Brothers and sisters,

            As Vice President Rangel said at the signing ceremony: “Solidarity is not just words, but concrete acts.”

            How different are Cuba’s and Venezuela’s solidarity from the so-called “development assistance” Haiti has received from the United States, France and Canada. Imperialist aid usually goes to the benefit of contractors or non-governmental organizations from the donor country. It also is usually in the form of a loan, thereby enriching the international banks and impoverishing the people.

            Meanwhile, we note the continued presence of thousands of U.S. troops in the Dominican Republic near the border with Haiti. This deployment comes at a time when the U.S. is conducting military exercises in the Caribbean. We think that these could be signs of imminent aggression against Cuba and/or Venezuela.
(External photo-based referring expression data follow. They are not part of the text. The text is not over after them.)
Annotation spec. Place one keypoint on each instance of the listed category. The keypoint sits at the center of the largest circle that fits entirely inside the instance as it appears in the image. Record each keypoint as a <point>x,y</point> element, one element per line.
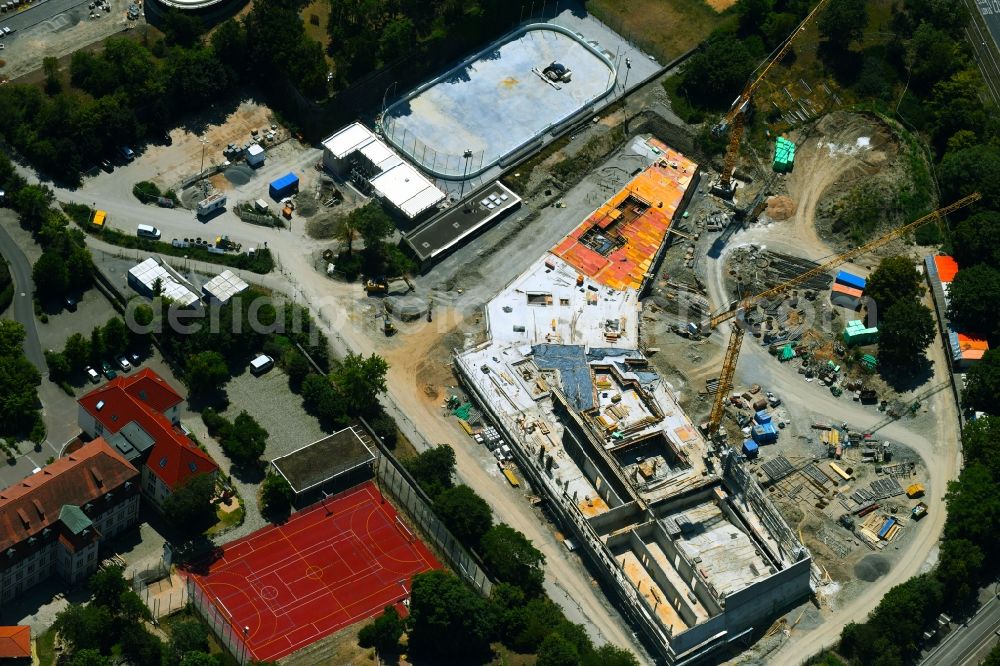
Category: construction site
<point>686,537</point>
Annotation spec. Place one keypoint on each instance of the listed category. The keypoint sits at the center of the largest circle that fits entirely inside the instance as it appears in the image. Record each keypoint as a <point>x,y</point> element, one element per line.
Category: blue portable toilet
<point>284,186</point>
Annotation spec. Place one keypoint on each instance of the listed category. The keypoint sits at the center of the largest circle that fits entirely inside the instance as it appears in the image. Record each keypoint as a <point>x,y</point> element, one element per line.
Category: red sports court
<point>340,561</point>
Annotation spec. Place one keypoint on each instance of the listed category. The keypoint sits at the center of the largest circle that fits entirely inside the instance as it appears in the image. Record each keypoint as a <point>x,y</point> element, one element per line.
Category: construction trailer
<point>283,187</point>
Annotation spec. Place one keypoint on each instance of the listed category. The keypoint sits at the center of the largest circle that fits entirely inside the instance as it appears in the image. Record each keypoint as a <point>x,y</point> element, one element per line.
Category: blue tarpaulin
<point>851,280</point>
<point>284,186</point>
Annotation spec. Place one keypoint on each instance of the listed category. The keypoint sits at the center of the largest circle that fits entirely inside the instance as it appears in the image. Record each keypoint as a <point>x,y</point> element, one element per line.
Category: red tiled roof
<point>947,268</point>
<point>32,504</point>
<point>143,398</point>
<point>15,642</point>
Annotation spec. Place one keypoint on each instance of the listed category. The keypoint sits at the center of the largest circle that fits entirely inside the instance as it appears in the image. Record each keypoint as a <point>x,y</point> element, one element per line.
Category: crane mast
<point>735,120</point>
<point>736,335</point>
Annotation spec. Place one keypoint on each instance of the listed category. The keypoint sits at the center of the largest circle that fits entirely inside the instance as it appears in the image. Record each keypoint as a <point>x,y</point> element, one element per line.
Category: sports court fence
<point>220,622</point>
<point>393,479</point>
<point>444,165</point>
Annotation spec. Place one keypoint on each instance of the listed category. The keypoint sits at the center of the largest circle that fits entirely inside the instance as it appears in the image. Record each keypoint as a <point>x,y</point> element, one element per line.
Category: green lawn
<point>662,28</point>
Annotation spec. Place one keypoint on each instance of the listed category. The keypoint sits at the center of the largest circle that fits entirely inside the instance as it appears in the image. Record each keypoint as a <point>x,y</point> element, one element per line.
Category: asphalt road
<point>35,14</point>
<point>968,645</point>
<point>24,309</point>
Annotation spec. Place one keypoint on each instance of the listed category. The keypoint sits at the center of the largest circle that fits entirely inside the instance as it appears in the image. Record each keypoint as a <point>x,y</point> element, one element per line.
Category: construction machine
<point>741,307</point>
<point>735,120</point>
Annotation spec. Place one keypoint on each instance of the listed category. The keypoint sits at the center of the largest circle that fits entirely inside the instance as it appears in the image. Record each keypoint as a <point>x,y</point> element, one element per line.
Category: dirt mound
<point>780,208</point>
<point>871,568</point>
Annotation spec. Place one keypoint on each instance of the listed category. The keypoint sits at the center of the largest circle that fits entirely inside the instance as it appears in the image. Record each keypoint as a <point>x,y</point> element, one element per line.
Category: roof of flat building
<point>15,642</point>
<point>35,503</point>
<point>617,244</point>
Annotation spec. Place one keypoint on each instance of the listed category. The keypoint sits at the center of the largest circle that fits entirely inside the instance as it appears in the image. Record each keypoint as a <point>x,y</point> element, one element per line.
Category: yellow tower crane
<point>736,336</point>
<point>735,120</point>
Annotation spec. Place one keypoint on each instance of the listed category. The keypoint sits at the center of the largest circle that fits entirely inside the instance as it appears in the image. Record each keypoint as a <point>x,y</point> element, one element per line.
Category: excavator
<point>739,308</point>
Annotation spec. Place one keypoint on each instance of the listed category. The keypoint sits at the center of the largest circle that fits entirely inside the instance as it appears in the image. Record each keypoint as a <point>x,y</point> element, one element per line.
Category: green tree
<point>296,367</point>
<point>50,276</point>
<point>85,627</point>
<point>960,567</point>
<point>979,443</point>
<point>982,389</point>
<point>442,606</point>
<point>206,372</point>
<point>361,380</point>
<point>842,22</point>
<point>199,659</point>
<point>714,75</point>
<point>245,441</point>
<point>77,352</point>
<point>557,651</point>
<point>433,469</point>
<point>465,513</point>
<point>107,587</point>
<point>977,239</point>
<point>973,508</point>
<point>974,295</point>
<point>383,633</point>
<point>50,65</point>
<point>89,657</point>
<point>895,279</point>
<point>189,508</point>
<point>187,636</point>
<point>975,169</point>
<point>397,39</point>
<point>276,495</point>
<point>904,333</point>
<point>32,202</point>
<point>512,558</point>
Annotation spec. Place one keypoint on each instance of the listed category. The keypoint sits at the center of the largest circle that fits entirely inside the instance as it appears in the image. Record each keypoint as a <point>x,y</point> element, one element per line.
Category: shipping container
<point>284,186</point>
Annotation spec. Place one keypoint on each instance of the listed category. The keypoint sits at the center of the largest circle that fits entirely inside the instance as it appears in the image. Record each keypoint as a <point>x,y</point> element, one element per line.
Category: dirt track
<point>819,166</point>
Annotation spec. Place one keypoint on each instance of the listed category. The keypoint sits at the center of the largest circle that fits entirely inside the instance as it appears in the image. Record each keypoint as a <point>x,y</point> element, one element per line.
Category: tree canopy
<point>465,513</point>
<point>442,606</point>
<point>513,559</point>
<point>189,508</point>
<point>905,332</point>
<point>894,279</point>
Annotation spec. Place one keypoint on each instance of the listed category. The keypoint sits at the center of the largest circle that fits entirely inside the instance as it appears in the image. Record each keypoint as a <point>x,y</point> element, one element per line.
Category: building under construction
<point>682,534</point>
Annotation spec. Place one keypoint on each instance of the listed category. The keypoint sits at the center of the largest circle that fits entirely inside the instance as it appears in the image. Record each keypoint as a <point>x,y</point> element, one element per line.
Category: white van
<point>147,231</point>
<point>261,364</point>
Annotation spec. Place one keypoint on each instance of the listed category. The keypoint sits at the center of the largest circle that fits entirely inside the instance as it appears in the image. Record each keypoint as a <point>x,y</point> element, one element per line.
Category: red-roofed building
<point>139,415</point>
<point>15,644</point>
<point>53,521</point>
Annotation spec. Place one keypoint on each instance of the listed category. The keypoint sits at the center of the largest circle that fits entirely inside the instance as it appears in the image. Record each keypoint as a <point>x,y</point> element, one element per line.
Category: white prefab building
<point>223,287</point>
<point>255,155</point>
<point>142,278</point>
<point>356,153</point>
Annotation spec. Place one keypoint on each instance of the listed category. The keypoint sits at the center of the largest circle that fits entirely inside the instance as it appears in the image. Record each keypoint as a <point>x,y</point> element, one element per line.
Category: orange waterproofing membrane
<point>947,268</point>
<point>636,220</point>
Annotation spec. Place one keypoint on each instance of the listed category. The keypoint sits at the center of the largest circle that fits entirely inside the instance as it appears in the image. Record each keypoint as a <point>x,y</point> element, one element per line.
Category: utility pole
<point>467,155</point>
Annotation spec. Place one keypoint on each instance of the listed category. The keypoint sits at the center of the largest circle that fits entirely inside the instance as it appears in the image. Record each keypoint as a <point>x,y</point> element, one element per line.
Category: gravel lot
<point>275,407</point>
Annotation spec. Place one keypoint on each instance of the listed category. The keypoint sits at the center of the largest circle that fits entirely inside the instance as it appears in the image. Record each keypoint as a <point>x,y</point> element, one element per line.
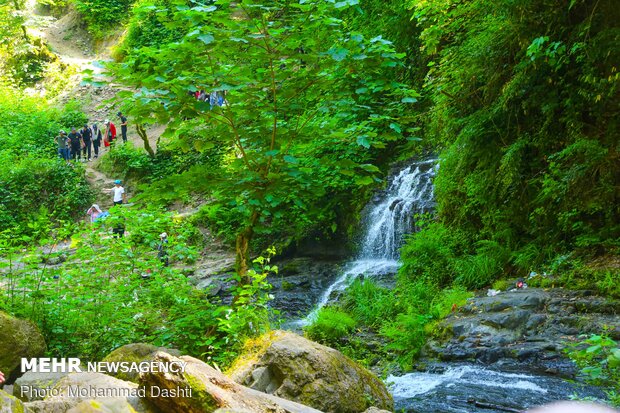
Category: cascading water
<point>387,220</point>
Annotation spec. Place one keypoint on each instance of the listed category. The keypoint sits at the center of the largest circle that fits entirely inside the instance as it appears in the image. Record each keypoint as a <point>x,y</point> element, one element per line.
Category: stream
<point>442,388</point>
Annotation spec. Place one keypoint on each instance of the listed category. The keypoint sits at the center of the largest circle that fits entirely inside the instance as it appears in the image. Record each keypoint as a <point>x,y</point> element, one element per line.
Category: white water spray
<point>386,222</point>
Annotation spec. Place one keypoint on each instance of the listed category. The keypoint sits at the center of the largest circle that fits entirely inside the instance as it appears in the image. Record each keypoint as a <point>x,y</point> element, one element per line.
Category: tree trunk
<point>242,247</point>
<point>145,139</point>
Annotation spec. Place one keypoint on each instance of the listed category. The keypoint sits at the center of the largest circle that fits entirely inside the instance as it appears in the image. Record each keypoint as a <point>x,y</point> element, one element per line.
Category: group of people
<point>79,144</point>
<point>215,98</point>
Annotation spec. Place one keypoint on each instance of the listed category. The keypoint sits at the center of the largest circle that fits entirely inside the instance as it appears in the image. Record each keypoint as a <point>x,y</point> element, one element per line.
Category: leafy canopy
<point>306,100</point>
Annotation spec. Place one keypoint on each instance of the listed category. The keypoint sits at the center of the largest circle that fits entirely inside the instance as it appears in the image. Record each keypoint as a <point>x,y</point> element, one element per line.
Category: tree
<point>292,80</point>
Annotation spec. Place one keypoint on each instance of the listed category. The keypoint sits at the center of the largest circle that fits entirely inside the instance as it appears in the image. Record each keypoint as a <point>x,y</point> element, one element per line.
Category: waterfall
<point>386,220</point>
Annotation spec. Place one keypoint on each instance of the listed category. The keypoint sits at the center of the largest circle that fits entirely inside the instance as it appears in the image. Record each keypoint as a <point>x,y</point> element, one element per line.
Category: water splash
<point>386,222</point>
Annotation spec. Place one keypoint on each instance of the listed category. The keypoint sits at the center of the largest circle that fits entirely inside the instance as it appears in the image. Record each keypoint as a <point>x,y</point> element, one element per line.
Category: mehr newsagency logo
<point>74,365</point>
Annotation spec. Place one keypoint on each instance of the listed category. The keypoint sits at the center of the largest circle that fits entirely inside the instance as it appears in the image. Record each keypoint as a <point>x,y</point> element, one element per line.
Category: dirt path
<point>73,45</point>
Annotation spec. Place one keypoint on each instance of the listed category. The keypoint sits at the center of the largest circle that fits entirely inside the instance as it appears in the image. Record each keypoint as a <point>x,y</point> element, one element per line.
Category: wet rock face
<point>135,353</point>
<point>299,284</point>
<point>18,338</point>
<point>294,368</point>
<point>528,328</point>
<point>9,403</point>
<point>201,388</point>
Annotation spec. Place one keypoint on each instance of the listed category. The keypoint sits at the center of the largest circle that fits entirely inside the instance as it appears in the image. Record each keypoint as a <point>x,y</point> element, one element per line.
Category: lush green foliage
<point>126,295</point>
<point>330,326</point>
<point>290,74</point>
<point>103,17</point>
<point>38,190</point>
<point>404,317</point>
<point>525,99</point>
<point>598,357</point>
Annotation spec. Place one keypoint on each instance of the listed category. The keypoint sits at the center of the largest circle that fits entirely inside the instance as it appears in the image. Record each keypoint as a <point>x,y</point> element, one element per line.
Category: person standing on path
<point>76,144</point>
<point>118,193</point>
<point>63,145</point>
<point>123,126</point>
<point>97,137</point>
<point>162,249</point>
<point>87,136</point>
<point>110,132</point>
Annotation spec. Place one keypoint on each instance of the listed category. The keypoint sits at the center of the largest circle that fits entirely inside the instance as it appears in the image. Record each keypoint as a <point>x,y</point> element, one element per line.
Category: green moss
<point>9,403</point>
<point>22,337</point>
<point>200,395</point>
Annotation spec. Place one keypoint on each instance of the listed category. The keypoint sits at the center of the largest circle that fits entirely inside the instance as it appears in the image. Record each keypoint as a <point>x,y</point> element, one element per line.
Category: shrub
<point>103,16</point>
<point>477,271</point>
<point>127,162</point>
<point>429,255</point>
<point>407,336</point>
<point>370,304</point>
<point>330,326</point>
<point>598,357</point>
<point>126,295</point>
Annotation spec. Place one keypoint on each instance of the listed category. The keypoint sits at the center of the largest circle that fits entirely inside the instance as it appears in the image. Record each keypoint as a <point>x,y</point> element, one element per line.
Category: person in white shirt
<point>119,196</point>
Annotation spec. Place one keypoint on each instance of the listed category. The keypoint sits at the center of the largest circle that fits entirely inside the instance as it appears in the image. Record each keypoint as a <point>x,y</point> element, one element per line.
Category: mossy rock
<point>295,368</point>
<point>32,386</point>
<point>10,404</point>
<point>135,353</point>
<point>103,406</point>
<point>22,338</point>
<point>204,389</point>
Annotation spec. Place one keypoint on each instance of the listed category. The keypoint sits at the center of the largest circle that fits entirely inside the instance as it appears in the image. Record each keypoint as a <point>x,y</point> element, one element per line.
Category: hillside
<point>429,188</point>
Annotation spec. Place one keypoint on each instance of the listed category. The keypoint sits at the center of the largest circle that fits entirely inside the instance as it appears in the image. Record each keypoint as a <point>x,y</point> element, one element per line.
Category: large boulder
<point>18,338</point>
<point>10,404</point>
<point>135,353</point>
<point>75,388</point>
<point>103,406</point>
<point>202,389</point>
<point>294,368</point>
<point>35,386</point>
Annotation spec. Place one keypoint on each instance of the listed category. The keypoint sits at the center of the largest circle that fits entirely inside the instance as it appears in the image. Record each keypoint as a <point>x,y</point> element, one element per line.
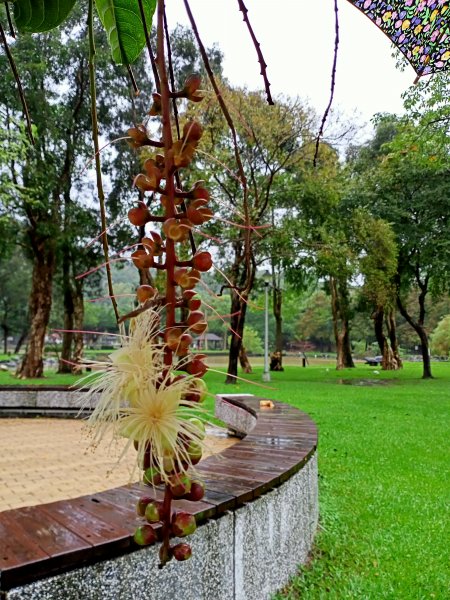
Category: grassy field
<point>384,484</point>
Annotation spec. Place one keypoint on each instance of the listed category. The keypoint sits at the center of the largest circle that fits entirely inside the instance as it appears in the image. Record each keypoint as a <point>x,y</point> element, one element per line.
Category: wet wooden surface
<point>38,541</point>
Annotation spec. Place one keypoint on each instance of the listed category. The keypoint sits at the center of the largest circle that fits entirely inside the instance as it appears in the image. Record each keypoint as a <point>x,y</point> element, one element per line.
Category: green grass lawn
<point>384,483</point>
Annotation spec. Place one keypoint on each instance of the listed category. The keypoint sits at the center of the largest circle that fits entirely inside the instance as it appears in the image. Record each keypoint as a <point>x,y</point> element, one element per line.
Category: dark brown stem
<point>12,33</point>
<point>230,123</point>
<point>333,82</point>
<point>133,80</point>
<point>174,96</point>
<point>169,212</point>
<point>15,72</point>
<point>149,47</point>
<point>164,553</point>
<point>172,77</point>
<point>98,169</point>
<point>257,45</point>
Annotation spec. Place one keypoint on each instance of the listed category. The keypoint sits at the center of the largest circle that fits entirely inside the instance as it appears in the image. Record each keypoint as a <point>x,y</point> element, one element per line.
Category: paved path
<point>42,460</point>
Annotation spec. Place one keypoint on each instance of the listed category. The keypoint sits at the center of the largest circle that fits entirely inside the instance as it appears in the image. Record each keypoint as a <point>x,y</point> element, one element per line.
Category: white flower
<point>141,400</point>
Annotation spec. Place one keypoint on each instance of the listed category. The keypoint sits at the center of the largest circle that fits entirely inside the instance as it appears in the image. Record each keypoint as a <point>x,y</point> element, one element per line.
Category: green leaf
<point>123,24</point>
<point>36,16</point>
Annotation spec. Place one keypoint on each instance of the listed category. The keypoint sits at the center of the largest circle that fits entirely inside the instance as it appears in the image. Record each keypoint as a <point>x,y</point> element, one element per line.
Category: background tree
<point>321,237</point>
<point>46,199</point>
<point>269,140</point>
<point>440,338</point>
<point>378,267</point>
<point>408,186</point>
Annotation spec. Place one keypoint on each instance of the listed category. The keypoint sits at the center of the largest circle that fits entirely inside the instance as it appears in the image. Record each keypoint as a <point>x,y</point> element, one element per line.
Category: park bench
<point>55,550</point>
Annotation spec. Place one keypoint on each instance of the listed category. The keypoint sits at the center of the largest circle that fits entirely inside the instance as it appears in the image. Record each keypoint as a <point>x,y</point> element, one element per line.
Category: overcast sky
<point>297,39</point>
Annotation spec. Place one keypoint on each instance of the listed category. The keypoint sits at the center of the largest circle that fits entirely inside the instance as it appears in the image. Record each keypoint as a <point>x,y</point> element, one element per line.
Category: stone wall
<point>247,554</point>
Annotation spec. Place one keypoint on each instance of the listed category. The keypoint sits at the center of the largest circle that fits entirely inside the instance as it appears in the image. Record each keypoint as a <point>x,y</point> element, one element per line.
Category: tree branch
<point>257,45</point>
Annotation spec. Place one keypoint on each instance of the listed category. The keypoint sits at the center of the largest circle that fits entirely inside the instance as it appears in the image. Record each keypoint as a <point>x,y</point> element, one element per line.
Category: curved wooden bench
<point>44,540</point>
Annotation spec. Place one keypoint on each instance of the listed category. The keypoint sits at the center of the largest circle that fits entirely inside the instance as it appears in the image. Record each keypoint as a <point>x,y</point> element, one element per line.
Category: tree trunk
<point>277,306</point>
<point>418,326</point>
<point>66,350</point>
<point>388,362</point>
<point>5,338</point>
<point>392,333</point>
<point>40,306</point>
<point>78,321</point>
<point>20,341</point>
<point>237,321</point>
<point>243,359</point>
<point>341,325</point>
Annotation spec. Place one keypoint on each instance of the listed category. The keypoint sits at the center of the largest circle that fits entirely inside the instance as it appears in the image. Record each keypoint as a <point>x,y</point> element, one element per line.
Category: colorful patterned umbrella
<point>419,28</point>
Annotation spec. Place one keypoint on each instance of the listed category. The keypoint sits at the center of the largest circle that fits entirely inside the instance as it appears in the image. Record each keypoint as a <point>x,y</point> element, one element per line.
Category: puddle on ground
<point>365,382</point>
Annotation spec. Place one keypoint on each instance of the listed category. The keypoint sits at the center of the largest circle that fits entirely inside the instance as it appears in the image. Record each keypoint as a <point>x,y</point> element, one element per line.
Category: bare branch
<point>98,170</point>
<point>333,82</point>
<point>12,64</point>
<point>257,45</point>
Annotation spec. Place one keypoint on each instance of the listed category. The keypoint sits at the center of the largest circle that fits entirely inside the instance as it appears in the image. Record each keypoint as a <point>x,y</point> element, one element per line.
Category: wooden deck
<point>39,541</point>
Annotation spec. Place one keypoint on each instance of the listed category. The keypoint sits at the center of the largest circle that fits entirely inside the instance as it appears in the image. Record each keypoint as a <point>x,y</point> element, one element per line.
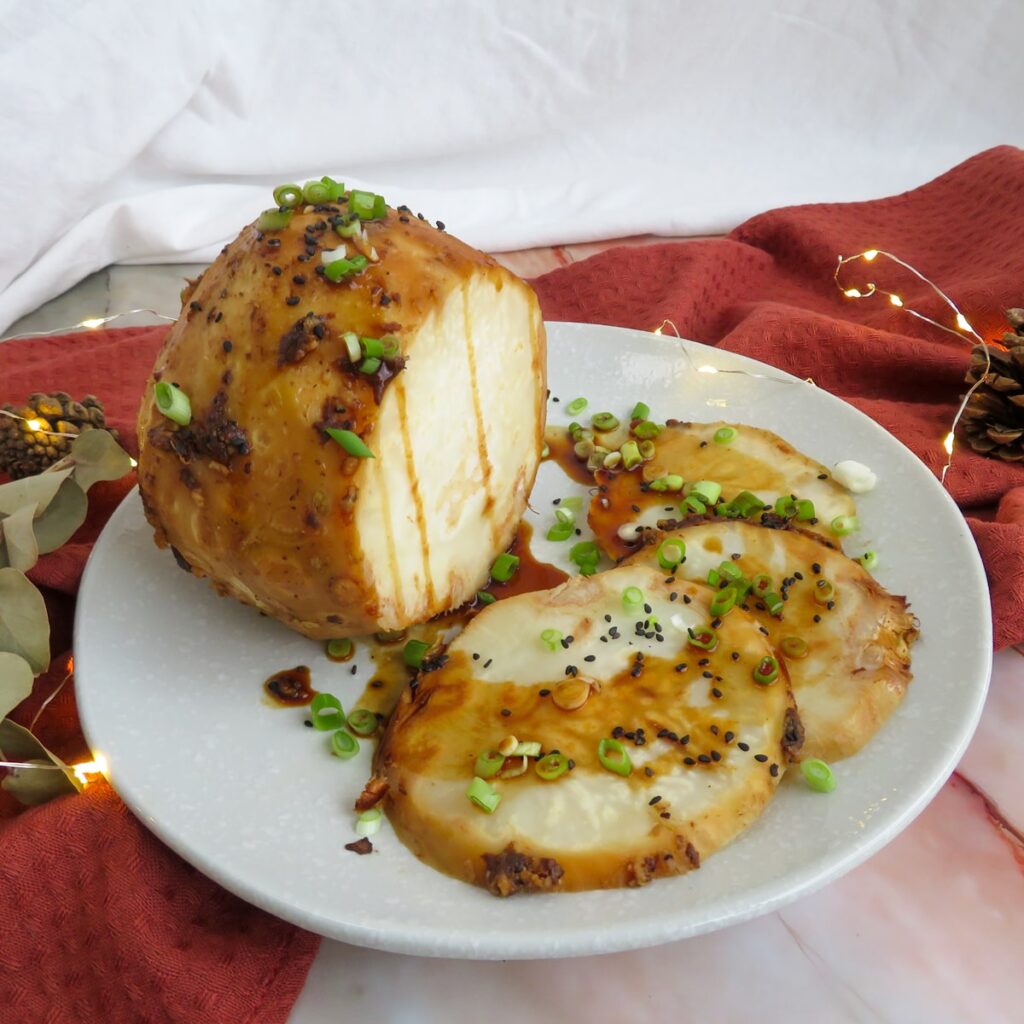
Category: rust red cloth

            We once again join with you to denounce Washington’s criminal blockade against Cuba, and its harboring of the terrorist bomber Luis Posada Carriles. We too call for the release from U.S. jails of the five Cuban heros, the closure of the Guantanamo Bay military base and torture camp, and an end to U.S. and U.N. military interventions around the world, beginning in Haiti.

            Long live Cuba and Fidel Castro! Long live Venezuela and Hugo Chavez! Long live the struggle of the Haitian people!